Rodney, thanks for posting! Your experience with pouring is always welcome! I've learned what you've posted the hard way.
To add to what you've said about safety & health concerns, my extra tools, such as bowls or spoons I might use are only used for pouring, never for food preparation. I also have a respirator I wear when pouring with a filter that blocks the fumes & dust from lead & the contaminants that might be on or in the lead.
I do recycle lead, such as wheel weights, which can be fine for some things I pour. Softer, purer lead is usually better, particularly for small jigs, but wheel weight lead is often easier to obtain & less costly. Unfortunately, some wheel weights are painted & that paint has to be removed before the lead can be used for pouring. Nasty stuff when it burns, so I do that outside only, well away from any buildings.

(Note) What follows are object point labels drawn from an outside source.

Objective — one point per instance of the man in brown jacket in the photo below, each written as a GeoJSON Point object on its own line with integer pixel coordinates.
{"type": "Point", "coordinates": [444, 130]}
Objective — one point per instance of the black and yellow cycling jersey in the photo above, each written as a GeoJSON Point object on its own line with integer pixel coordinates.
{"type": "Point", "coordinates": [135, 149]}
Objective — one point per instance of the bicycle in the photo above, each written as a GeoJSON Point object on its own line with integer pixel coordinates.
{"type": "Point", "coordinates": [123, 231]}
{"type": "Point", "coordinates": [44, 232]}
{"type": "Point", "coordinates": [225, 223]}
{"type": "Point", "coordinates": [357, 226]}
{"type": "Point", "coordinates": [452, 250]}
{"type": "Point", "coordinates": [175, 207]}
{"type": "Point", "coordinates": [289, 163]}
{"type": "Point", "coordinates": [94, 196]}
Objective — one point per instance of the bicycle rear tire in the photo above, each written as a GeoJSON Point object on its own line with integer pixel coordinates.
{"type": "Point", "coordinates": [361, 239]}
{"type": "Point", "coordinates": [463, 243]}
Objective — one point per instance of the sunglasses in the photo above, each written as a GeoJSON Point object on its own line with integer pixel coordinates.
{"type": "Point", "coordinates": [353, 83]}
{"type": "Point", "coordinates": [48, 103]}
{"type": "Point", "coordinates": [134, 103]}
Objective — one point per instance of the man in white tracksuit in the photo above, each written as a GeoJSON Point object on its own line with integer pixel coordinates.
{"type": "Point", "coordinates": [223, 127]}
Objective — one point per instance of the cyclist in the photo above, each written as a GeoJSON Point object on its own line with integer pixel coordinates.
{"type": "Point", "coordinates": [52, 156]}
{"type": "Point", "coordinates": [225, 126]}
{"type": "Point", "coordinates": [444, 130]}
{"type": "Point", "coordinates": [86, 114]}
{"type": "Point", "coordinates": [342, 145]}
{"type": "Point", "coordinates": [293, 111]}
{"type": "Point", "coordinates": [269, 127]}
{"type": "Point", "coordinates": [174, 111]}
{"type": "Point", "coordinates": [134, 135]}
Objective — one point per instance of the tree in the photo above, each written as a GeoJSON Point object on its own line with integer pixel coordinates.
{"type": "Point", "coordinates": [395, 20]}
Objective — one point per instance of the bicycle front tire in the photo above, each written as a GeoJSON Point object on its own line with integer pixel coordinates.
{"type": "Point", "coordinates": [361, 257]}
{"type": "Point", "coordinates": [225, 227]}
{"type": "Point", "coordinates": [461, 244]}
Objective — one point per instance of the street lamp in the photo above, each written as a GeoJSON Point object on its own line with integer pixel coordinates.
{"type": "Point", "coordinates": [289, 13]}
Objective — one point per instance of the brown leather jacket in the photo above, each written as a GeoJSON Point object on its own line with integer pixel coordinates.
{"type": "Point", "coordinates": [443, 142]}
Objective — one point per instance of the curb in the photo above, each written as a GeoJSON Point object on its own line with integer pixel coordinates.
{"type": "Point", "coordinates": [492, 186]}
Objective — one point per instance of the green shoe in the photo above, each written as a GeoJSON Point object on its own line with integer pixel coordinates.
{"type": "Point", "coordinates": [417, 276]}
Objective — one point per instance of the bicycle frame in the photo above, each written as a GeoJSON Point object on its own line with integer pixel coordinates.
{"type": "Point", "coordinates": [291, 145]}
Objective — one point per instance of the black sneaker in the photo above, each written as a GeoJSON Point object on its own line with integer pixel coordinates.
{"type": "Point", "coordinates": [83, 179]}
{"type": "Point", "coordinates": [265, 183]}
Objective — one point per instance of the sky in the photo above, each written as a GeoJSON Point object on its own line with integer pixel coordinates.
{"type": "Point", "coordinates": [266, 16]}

I've added a leather welders apron to my pouring setup too, just as an extra precaution against splatter, plus always wear leather welders gloves when pouring. Accidents can happen, and hot lead can cause very serious burns, so IMO, it's better to take all the precautions one can, rather than deal with a burn later on.
I don't bother with preheating hooks, but to help keep my molds hot during pouring I have an electric hot plate I place them on. I'll make pours with no hooks to heat up the molds initially, but like the hot plate for keeping them hot should I have to stop for a short period. My hot plate has 2 burners, so I can pour multiple molds at a time too & keep them all hot. I set the controls on the hot plate to keep them hot, but am always careful not to over heat them, which might damage the molds.
I've found it also helps to lay out my hooks before hand so they can be easily picked up & placed in the molds.
A lot of this I learned back when pouring to sell lures, where time involved affected the cost, so I had to develop a technique that saved me time & effort. Rodney may have something else he can add in that regard.
twocold, a toaster oven is not a good way to heat up the molds as Rodney as said because of the likely damage to the handles, but can be a good way to re-heat & cure the paint on jigs & other lures you might pour if you intend on using powder paints. However, again it should only be used for that purpose and not for food prep too. Powder paints are chemicals, and not something you would want to ingest.
I can wholeheartedly agree with Rodney on the addiction part! I've collected almost 300 molds for pouring!